Von-Willebrand-Syndrom in der Schwangerschaft
Um Ihre Gesundheit und die Gesundheit Ihres Kindes zu schützen, sollten Sie Ihren Gynäkologen unbedingt über Ihre Erkrankung informieren. Er kann Sie in allen Fragen rund um Medikamentenumstellung, Vorsorge und Notfallmaßnahmen beraten und Ihnen während der gesamten Schwangerschaft bis zur Entbindung wichtige Hilfestellung leisten.

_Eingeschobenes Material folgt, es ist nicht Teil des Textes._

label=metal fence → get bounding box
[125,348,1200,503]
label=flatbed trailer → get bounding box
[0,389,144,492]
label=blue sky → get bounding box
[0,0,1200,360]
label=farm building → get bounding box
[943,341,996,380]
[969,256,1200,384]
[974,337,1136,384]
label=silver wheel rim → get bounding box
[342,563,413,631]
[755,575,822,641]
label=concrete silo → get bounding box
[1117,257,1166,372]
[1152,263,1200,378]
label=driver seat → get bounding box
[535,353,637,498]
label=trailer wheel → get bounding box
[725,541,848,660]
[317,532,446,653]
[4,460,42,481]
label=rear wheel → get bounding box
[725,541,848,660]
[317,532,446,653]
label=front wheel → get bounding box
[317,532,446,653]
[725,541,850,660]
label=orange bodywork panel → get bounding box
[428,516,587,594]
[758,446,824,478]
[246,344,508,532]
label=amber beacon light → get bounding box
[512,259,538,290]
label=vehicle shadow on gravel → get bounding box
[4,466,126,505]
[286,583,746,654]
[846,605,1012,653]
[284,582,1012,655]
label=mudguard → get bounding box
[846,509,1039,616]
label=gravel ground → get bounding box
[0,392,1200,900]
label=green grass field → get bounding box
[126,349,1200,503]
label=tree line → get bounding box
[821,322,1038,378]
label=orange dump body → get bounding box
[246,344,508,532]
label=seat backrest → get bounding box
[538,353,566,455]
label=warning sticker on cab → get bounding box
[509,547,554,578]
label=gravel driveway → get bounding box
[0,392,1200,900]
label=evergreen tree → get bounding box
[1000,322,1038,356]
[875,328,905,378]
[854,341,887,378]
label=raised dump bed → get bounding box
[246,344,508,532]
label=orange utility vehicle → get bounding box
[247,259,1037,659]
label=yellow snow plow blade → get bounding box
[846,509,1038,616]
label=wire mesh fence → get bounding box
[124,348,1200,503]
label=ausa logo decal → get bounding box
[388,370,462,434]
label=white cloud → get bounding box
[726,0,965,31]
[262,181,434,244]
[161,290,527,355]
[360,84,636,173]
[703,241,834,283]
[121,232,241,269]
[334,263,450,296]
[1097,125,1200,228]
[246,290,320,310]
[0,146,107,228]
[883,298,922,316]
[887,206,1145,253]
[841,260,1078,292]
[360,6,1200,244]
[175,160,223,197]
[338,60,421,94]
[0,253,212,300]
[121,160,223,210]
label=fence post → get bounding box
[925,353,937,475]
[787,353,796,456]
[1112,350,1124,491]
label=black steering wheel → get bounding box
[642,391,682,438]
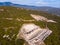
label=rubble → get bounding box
[17,23,52,45]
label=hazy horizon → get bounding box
[0,0,60,8]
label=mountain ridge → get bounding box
[0,2,60,15]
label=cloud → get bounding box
[35,1,48,6]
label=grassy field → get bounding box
[0,6,60,45]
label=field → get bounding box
[0,6,60,45]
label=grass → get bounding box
[0,6,60,45]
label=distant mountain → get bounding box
[0,2,60,15]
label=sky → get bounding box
[0,0,60,8]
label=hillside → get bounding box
[0,2,60,16]
[0,6,60,45]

Um das Risiko während Schwangerschaft und Geburt zu minimieren, sollten Schwangerschaften bei von-Willebrand-Patientinnen besonders engmaschig beobachtet werden. Im Normalfall (besonders Typ 1) reduziert sich die Blutungsneigung im Laufe der Schwangerschaft. In den ersten drei Monaten steigt hier die Menge an VWF und FVIII an, sodass sich die Blutgerinnung normalisieren kann (Ausnahme: Typ 3).

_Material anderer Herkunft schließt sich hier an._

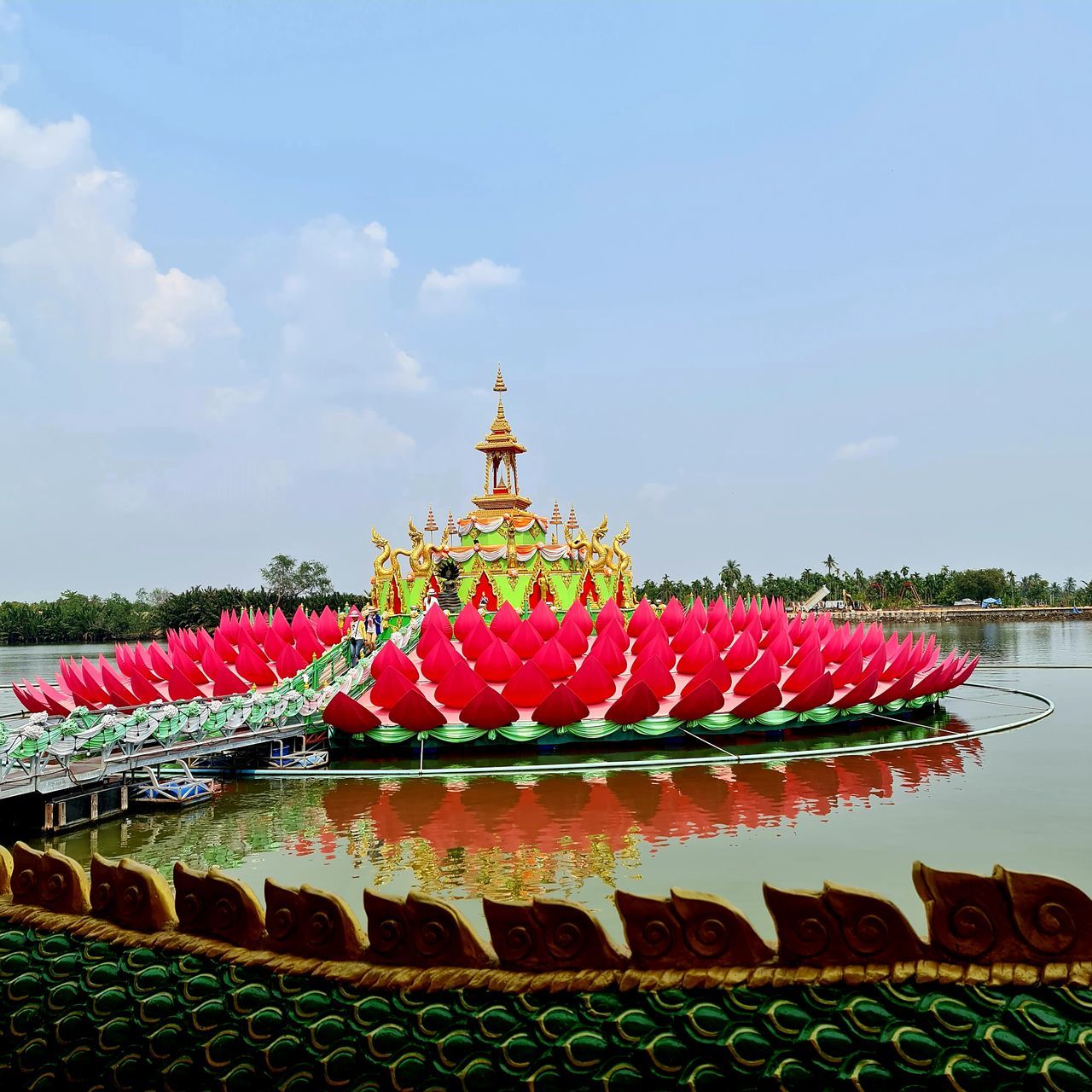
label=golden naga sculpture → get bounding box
[565,515,611,572]
[607,520,633,577]
[371,520,413,582]
[406,519,450,577]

Ein Blutungsrisiko entsteht dann jedoch während und in den ersten zwei Wochen nach der Geburt. In dieser Zeit sinkt der Spiegel an VWF schnell wieder auf die Höhe von vor der Schwangerschaft ab. Bitte informieren Sie daher vor allem auch kurz vor der Geburt den dann behandelnden Arzt!
Eine gute Kooperation zwischen Frauenarzt und Gerinnungsspezialisten ist für eine optimale Betreuung erforderlich. Nachblutungen können durch eine entsprechende Behandlung vermieden werden.